# Downloading Data from Yahoo Finance

Before we can do anything interesting, we need to get data. Downloading it ourselves can be a pain so let's automated it!

In [1]:
from pprint import pprint
import numpy as np
# Let's import the yahoo finance API
import yahoo_finance

def download_data(ticker, start_date, end_date):
    # Do a lookup on a ticker
    share = yahoo_finance.Share(ticker)
    # And query the historical data
    return share.get_historical(start_date, end_date)

# And a little test with Walmart
pprint(download_data('WMT', '2016-02-10', '2016-02-16')[0])

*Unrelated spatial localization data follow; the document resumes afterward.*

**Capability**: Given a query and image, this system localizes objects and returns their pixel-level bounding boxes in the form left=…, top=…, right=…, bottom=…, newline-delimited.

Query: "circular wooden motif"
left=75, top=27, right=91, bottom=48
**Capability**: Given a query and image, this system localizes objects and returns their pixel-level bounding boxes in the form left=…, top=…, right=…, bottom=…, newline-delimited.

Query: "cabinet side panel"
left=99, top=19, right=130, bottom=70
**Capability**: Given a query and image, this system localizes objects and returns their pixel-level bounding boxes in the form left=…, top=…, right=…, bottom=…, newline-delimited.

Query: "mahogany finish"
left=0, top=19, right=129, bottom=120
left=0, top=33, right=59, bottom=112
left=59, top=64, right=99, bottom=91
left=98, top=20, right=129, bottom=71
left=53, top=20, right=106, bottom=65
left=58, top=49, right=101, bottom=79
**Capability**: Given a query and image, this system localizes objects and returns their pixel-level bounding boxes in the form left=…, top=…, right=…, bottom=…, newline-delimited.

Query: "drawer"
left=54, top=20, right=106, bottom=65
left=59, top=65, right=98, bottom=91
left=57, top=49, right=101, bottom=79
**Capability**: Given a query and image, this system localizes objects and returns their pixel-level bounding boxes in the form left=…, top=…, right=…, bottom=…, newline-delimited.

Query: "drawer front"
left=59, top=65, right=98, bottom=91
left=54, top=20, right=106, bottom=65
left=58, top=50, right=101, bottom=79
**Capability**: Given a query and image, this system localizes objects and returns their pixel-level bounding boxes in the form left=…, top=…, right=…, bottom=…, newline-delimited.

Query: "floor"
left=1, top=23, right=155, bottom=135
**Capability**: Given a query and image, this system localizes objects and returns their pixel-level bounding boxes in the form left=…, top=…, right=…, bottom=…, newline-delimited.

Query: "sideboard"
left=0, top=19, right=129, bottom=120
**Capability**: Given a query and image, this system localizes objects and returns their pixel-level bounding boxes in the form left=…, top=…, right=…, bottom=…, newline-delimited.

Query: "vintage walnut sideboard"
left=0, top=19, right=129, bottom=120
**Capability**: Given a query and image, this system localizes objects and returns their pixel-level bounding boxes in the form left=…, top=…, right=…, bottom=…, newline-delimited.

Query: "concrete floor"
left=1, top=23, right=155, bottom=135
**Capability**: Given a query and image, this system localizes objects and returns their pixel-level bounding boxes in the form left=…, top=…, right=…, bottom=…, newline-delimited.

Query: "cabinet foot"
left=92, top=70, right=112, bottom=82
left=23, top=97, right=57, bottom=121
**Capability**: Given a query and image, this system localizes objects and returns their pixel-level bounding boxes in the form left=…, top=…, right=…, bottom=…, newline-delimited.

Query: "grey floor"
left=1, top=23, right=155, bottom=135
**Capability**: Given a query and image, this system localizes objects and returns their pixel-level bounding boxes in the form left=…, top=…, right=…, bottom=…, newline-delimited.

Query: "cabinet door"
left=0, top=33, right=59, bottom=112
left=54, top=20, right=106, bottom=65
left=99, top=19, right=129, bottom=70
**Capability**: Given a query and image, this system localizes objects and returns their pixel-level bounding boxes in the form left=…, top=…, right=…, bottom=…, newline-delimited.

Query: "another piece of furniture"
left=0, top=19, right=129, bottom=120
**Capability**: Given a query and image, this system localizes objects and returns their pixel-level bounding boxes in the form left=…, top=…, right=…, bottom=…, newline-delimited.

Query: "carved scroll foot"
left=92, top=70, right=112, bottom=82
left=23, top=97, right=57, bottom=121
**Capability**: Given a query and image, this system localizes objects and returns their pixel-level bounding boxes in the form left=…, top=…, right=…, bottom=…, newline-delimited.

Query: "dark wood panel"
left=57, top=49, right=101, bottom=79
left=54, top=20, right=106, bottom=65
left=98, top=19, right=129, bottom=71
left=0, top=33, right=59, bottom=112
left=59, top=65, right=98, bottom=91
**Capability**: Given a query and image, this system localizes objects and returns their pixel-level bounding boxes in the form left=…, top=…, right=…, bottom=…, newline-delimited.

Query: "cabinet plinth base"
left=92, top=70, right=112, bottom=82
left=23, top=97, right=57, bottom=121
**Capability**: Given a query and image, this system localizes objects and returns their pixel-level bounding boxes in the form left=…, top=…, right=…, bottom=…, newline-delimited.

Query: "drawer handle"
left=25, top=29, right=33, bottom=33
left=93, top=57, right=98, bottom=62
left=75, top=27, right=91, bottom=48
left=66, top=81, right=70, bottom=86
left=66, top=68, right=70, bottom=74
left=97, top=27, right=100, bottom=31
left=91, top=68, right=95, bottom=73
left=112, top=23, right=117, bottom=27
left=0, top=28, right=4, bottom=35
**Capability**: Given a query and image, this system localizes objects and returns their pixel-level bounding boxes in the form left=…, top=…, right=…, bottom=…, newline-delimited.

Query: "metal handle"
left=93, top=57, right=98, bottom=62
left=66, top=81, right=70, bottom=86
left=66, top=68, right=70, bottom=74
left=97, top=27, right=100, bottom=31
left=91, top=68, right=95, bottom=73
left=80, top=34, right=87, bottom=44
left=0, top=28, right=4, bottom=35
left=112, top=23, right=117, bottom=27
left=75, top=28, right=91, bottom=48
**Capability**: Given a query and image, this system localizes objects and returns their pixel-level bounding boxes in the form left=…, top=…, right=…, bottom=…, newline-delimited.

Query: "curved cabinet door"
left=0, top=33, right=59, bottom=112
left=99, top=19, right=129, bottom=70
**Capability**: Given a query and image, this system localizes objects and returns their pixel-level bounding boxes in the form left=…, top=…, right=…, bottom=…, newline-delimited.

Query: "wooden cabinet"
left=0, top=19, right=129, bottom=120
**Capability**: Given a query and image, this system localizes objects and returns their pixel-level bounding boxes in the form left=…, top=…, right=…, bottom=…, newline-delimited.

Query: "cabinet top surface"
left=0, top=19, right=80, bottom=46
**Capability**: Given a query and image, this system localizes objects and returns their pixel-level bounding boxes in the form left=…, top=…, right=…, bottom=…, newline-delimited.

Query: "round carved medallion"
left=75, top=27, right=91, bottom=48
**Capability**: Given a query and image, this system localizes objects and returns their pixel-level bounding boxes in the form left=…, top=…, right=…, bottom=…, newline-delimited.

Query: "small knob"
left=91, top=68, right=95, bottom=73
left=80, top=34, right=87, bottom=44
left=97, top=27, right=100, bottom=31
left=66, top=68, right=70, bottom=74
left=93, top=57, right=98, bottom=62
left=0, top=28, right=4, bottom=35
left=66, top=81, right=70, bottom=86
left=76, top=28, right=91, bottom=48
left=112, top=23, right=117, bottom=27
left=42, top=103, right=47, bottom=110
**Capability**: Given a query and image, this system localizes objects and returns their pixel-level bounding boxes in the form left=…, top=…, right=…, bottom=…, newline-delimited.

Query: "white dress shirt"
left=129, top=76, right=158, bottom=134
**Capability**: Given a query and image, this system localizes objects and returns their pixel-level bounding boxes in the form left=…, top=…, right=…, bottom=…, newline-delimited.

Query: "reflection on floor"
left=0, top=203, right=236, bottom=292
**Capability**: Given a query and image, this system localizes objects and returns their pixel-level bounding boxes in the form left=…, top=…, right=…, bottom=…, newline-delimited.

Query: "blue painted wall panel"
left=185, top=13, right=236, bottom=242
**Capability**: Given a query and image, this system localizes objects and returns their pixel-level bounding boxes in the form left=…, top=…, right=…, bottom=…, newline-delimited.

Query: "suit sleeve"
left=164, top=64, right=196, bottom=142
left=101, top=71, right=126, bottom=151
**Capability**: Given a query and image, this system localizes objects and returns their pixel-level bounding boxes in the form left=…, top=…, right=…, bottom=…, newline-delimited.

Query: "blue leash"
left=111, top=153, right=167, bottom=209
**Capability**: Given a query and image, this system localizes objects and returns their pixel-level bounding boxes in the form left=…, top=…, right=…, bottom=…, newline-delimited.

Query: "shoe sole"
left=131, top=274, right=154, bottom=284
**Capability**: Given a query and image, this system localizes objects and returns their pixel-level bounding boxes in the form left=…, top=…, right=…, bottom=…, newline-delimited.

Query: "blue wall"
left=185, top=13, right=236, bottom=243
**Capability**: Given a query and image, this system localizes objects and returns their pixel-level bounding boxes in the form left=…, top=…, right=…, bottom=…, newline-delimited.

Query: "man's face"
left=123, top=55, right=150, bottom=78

{'Adj_Close': '65.900002',
 'Close': '65.900002',
 'Date': '2016-02-16',
 'High': '66.800003',
 'Low': '65.50',
 'Open': '66.610001',
 'Symbol': 'WMT',
 'Volume': '10661600'}


# Dealing with Multiple Stocks

The previous code will only allow us to query on a single stock, so let's wrap it so we can iterate over multiple stocks.

In [2]:
def download_from_yf(tickers, start_date, end_date):
    data = {}
    for ticker in tickers:
        data[ticker] = download_data(ticker, start_date, end_date)
    return data

In [3]:
# We need to tell the downloader what stocks we care about!
tickers = ['WMT', 'XOM'] # Walmart and ExxonMobil from example in class

# And also a timerange, i.e. the last month
import datetime
import dateutil.relativedelta

end_date = datetime.date.today()

# And now we just have to subtract a month from end_date
start_date = end_date - dateutil.relativedelta.relativedelta(months=1)
print "Fetch stock data for %s from"%", ".join(tickers), start_date, "to", end_date



Fetch stock data for WMT, XOM from 2016-01-22 to 2016-02-22


But the Yahoo Finance API wants the dates as strings, so we need to convert from a datetime.date object to a string!
* The string is formatted as YYYY-MM-DD (which also happens to be the default format Python uses)

In [4]:
date_format = '%Y-%m-%d' # YYYY-MM-DD in Python
s_date = start_date.strftime(date_format)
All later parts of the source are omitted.